Uzak Doğu Dinlerinin Batıl Öğretilerini İçine Alan Ateist Bir Din: New Age

Uzak Doğu dinlerinin Batı toplumlarına taşınması 19. yüzyılda başladı. Bu dönemde pek çok Avrupalı araştırmacı Uzak Doğu ülkelerini ziyaret etti, yazılan kitaplar, seyahat notları Uzak Doğu kültürünün daha yakından tanınmasını sağladı. Söz konusu dinlere ait yazılı metinlerin çevirilerinin yapılması ilgiyi daha da artırdı. Ancak dünyanın bu kültürle görsel anlamda tanışması 1960'lı yıllarda başladı.

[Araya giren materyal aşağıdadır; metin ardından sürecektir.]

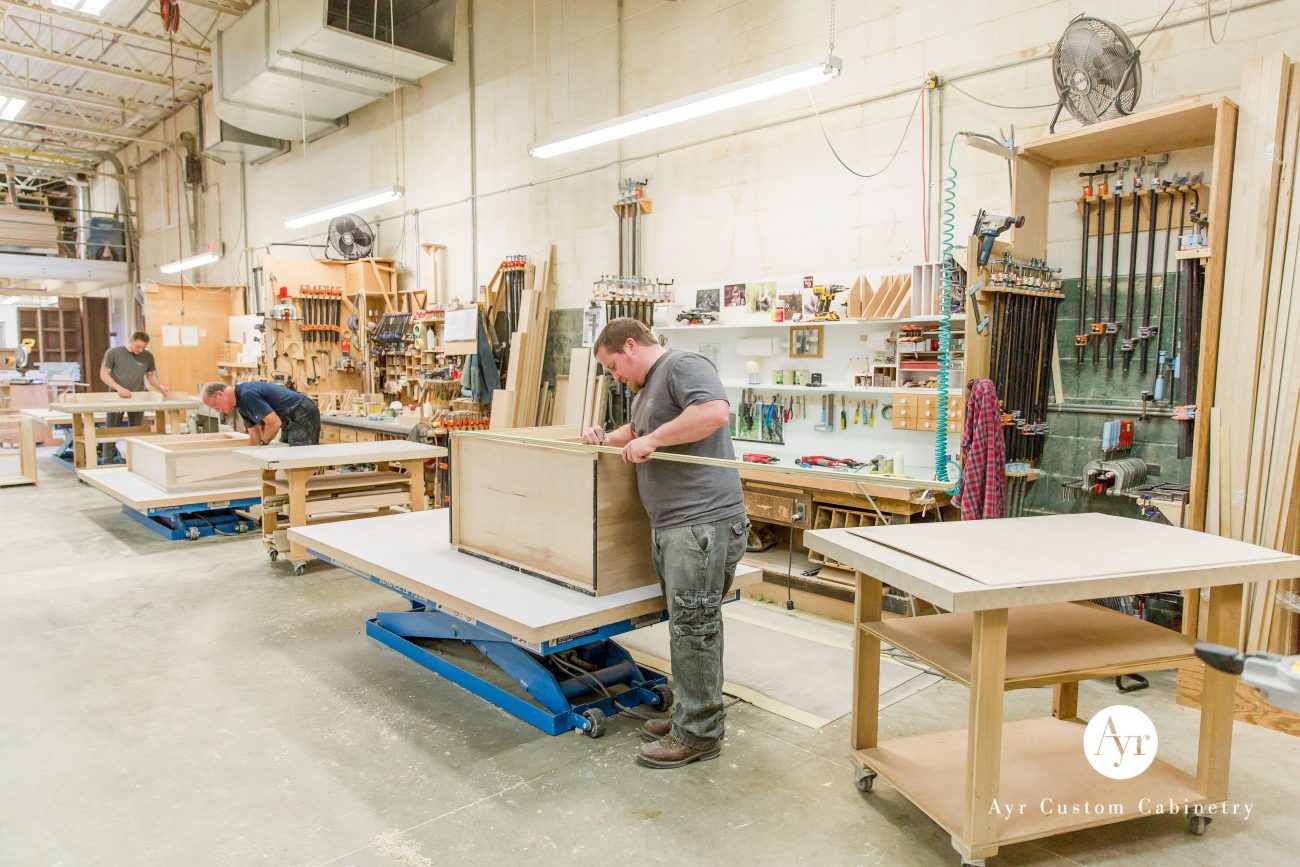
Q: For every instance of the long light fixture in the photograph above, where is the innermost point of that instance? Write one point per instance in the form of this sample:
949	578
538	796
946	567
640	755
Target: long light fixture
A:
321	215
9	107
710	102
86	7
193	261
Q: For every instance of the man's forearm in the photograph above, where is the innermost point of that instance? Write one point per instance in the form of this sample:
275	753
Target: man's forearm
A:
692	425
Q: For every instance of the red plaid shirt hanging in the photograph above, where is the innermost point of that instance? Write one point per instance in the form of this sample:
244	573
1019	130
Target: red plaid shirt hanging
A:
983	456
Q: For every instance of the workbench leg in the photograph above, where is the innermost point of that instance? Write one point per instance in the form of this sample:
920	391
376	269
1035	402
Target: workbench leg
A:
984	735
90	446
1218	694
866	664
298	508
415	473
1065	701
269	517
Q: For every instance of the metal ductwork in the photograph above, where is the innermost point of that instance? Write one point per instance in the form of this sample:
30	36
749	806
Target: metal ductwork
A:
290	69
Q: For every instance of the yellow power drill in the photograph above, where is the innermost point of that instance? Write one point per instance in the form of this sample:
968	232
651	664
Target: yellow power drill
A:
824	299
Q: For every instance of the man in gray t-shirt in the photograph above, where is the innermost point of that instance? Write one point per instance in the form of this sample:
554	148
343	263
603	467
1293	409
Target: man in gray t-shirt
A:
697	517
126	369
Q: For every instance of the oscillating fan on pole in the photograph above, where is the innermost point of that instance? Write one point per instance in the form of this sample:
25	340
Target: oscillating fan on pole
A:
1096	72
351	237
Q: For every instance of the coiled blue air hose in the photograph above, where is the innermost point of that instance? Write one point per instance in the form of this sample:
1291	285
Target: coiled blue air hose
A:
945	321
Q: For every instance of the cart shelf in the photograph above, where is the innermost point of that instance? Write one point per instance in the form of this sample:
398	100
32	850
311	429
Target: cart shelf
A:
1051	644
1049	767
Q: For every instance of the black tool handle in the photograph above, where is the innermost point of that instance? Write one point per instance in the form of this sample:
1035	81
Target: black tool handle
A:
1229	660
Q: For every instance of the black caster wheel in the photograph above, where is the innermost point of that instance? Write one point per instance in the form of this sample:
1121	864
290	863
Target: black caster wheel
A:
594	718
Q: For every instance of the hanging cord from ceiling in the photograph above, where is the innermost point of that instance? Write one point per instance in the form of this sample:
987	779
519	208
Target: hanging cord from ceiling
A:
892	157
1209	22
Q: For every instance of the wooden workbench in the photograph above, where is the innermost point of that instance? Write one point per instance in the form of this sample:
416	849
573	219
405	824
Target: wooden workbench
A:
295	491
412	553
163	415
1009	585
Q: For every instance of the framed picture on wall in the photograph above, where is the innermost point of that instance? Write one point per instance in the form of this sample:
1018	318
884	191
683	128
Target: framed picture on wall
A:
806	342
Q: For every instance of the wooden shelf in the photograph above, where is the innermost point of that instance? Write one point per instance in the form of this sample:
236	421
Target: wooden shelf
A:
1051	644
1174	128
827	389
1043	763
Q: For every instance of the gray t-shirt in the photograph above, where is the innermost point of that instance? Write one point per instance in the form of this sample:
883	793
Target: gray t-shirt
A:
681	494
126	368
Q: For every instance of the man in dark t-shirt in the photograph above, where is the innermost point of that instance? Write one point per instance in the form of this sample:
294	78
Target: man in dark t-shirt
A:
697	514
268	410
125	369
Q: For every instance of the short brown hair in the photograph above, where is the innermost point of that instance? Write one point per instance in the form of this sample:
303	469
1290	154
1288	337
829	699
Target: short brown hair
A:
616	333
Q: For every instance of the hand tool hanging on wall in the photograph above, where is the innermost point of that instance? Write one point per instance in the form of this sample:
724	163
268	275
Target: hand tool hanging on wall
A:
1113	303
1149	330
1080	337
1175	346
1099	326
1127	343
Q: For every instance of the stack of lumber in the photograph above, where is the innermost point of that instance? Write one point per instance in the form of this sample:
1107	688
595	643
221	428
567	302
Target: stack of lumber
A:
892	299
583	395
1253	490
520	402
27	229
859	298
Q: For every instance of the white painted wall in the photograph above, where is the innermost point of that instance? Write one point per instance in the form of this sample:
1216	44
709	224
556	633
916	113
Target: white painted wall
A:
752	191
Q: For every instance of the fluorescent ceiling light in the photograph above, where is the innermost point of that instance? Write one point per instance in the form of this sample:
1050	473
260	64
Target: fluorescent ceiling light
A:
742	92
193	261
9	107
368	200
87	7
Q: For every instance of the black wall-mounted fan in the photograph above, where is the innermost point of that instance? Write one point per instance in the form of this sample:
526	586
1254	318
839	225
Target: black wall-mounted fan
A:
351	237
1096	70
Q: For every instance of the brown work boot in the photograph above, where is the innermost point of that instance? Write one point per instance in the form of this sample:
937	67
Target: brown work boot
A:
667	753
654	729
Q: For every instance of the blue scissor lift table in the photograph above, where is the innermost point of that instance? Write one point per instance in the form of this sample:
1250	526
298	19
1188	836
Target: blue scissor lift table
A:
187	515
553	642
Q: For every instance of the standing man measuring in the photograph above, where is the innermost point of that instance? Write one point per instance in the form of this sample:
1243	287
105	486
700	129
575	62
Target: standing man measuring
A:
268	410
698	523
126	369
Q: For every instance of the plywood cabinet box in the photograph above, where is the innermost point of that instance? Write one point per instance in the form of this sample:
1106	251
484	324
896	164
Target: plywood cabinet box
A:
191	460
572	517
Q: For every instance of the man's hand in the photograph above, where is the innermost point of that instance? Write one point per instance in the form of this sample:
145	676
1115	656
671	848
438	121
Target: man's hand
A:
638	450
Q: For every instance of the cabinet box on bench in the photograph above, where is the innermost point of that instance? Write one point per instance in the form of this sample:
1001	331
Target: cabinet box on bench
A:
572	517
191	462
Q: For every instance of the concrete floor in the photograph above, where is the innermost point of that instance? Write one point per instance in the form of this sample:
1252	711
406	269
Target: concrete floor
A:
190	703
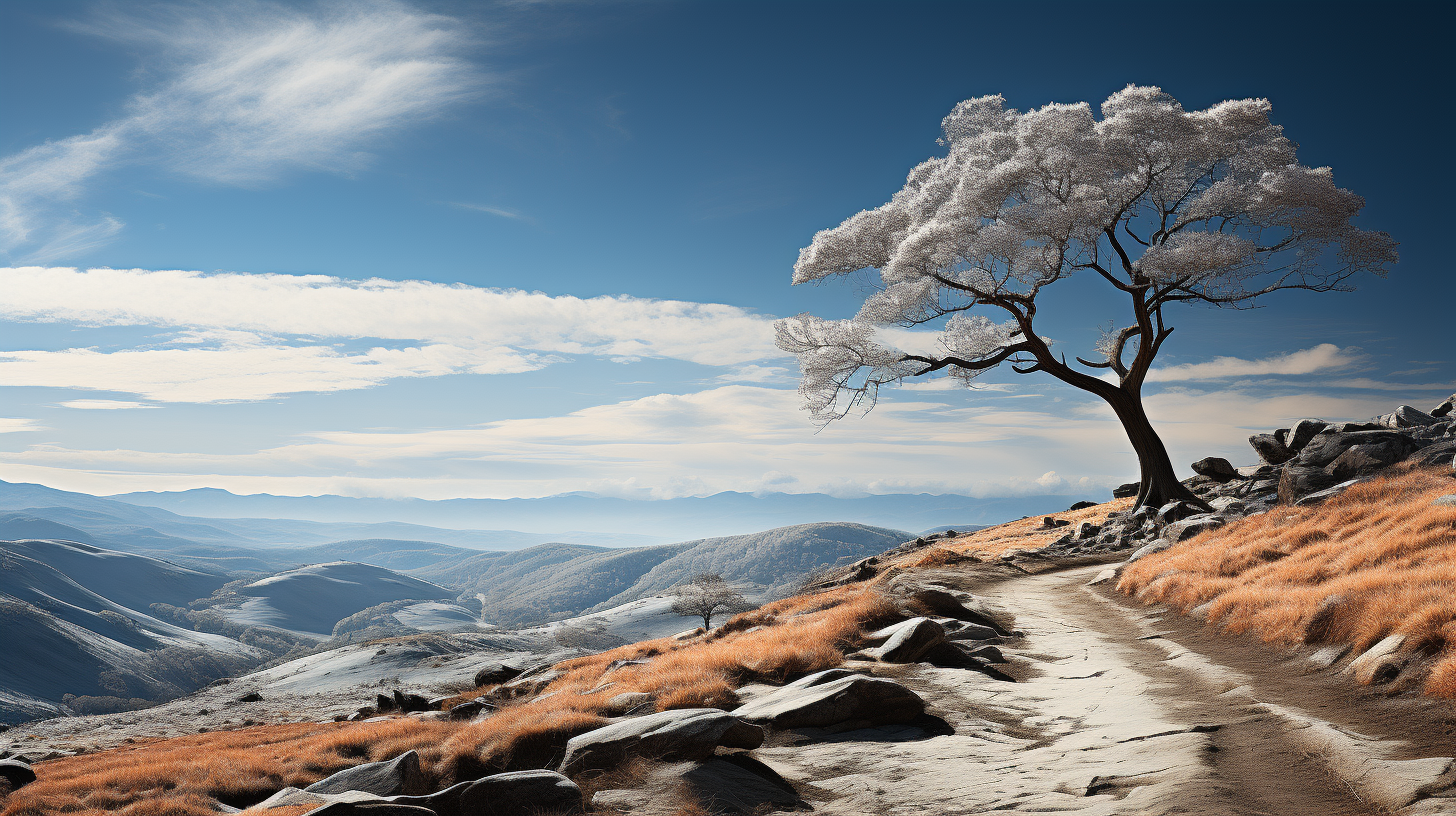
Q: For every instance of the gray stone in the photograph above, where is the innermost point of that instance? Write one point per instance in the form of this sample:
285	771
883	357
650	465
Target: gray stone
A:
1407	417
1270	449
398	775
521	793
685	733
1366	459
1296	483
1303	432
16	773
848	703
1216	469
1325	494
907	641
495	673
1193	525
629	701
1149	548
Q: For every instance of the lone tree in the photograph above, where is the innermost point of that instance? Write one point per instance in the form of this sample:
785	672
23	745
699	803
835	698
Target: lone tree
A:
708	595
1162	204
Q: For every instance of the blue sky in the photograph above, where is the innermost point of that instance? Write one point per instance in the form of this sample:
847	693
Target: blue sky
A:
481	249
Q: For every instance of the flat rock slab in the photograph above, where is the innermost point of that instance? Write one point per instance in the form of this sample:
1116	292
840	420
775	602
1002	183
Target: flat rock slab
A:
686	733
848	703
398	775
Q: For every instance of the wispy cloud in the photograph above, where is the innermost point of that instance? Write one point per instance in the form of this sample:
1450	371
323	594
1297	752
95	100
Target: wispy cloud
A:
500	212
1322	357
104	404
246	93
255	337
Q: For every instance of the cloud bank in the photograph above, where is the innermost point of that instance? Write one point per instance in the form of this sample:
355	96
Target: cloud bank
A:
246	93
245	337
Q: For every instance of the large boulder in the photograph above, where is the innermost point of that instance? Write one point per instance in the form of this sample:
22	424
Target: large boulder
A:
907	641
1407	417
495	673
685	733
398	775
16	773
1365	459
1270	449
1296	483
1303	432
1328	445
842	704
521	793
1216	469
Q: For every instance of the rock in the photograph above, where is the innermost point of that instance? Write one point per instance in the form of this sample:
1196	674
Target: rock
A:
1407	417
629	701
1228	504
1216	469
1328	493
1270	449
907	641
16	773
398	775
1376	663
1296	483
409	703
1149	548
1366	459
1193	525
521	793
846	703
1439	455
495	673
370	809
685	733
471	710
1328	445
1303	432
740	784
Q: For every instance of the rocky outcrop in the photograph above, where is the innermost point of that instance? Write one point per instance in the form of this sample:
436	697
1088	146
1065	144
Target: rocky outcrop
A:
851	701
685	733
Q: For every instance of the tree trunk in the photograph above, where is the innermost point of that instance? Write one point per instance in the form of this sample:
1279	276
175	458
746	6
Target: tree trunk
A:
1158	483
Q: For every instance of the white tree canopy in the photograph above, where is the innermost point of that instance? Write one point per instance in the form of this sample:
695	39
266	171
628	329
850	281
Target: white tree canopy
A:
1168	206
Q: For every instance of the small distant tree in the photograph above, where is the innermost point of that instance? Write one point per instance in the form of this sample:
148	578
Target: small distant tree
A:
1164	206
708	595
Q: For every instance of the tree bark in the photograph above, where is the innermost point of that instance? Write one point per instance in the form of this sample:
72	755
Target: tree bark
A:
1158	481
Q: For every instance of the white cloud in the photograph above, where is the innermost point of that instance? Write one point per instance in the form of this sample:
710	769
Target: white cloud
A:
104	404
238	327
1322	357
249	92
731	437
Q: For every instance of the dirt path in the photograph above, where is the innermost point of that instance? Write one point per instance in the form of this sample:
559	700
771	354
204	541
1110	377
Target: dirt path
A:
1114	716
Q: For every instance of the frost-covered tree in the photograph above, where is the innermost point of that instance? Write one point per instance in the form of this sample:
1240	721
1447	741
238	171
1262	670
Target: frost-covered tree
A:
1165	206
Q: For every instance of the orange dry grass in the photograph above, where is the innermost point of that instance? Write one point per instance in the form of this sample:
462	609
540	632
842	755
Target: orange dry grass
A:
1375	561
1024	534
179	777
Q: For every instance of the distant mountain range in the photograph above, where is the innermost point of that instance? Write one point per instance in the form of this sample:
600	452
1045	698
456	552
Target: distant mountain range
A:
671	519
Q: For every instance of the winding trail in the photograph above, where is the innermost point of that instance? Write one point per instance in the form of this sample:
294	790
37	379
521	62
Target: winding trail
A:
1114	716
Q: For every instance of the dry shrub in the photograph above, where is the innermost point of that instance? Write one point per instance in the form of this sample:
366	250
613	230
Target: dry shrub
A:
1378	560
181	777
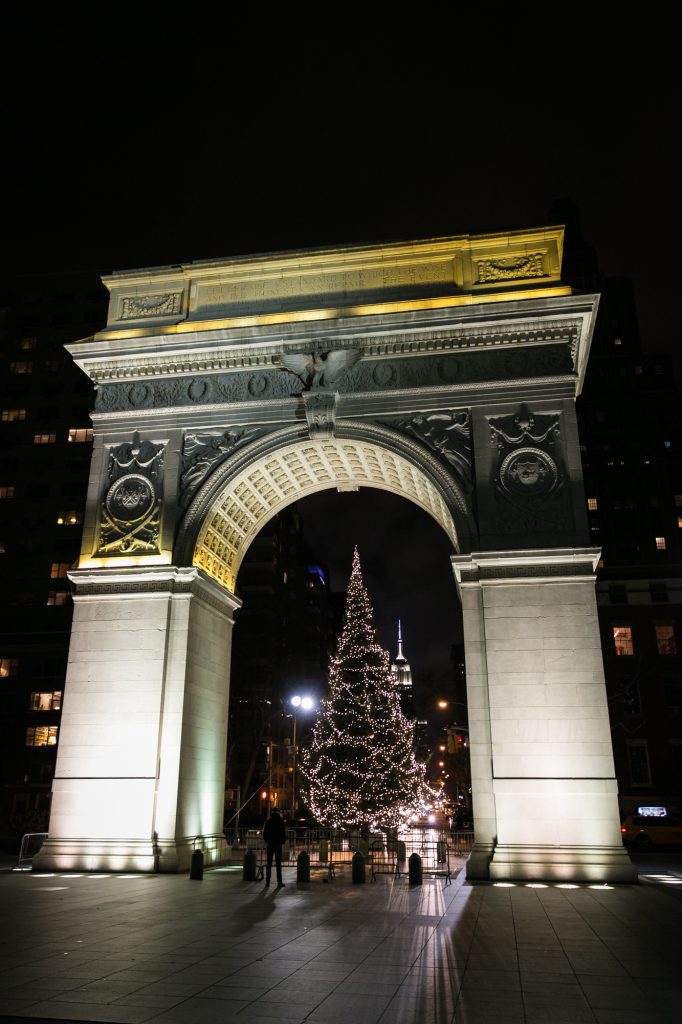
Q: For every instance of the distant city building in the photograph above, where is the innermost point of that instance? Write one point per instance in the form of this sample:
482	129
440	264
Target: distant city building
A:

60'lı yıllar Batı toplumları için bir dönüm noktasıydı. İki büyük dünya savaşının yıkıcı etkileri, Japonya'ya atılan atom bombaları, bunun ardından gelen Vietnam Savaşı, komünizme karşı başlatılan haklı mücadelenin bir paranoyaya dönüşmesi, birbiri ardına ortaya çıkan Watergate benzeri skandallar Amerikan gençliğinde kurulu düzene karşı büyük bir tepki oluşturmuştu. Avrupalı ülkelerde de durum farklı değildi. Hıristiyanlık dininin tüm kurumları da "kurulu düzenin" bir parçası olarak görülüyor, bu nedenle yönetime karşı oluşan tepki Kilise'ye saldırı olarak da ortaya çıkıyordu. Bu dönemde Batı gençliğinin önemli bir bölümü ve bazı Batılı entelektüeller asırlardır süregelen Hıristiyan inancını terk edip, yeni arayışlara girdiler. Bir kısmı ateist olmayı seçerken, bir bölümü de Uzak Doğu dinlerini benimsedi. Bu arayışın altında yukarıda da belirttiğimiz "aykırı olmak", "düzene karşı çıkarak dikkatleri üzerinde toplamak" gibi yanlış hevesler de yatıyordu.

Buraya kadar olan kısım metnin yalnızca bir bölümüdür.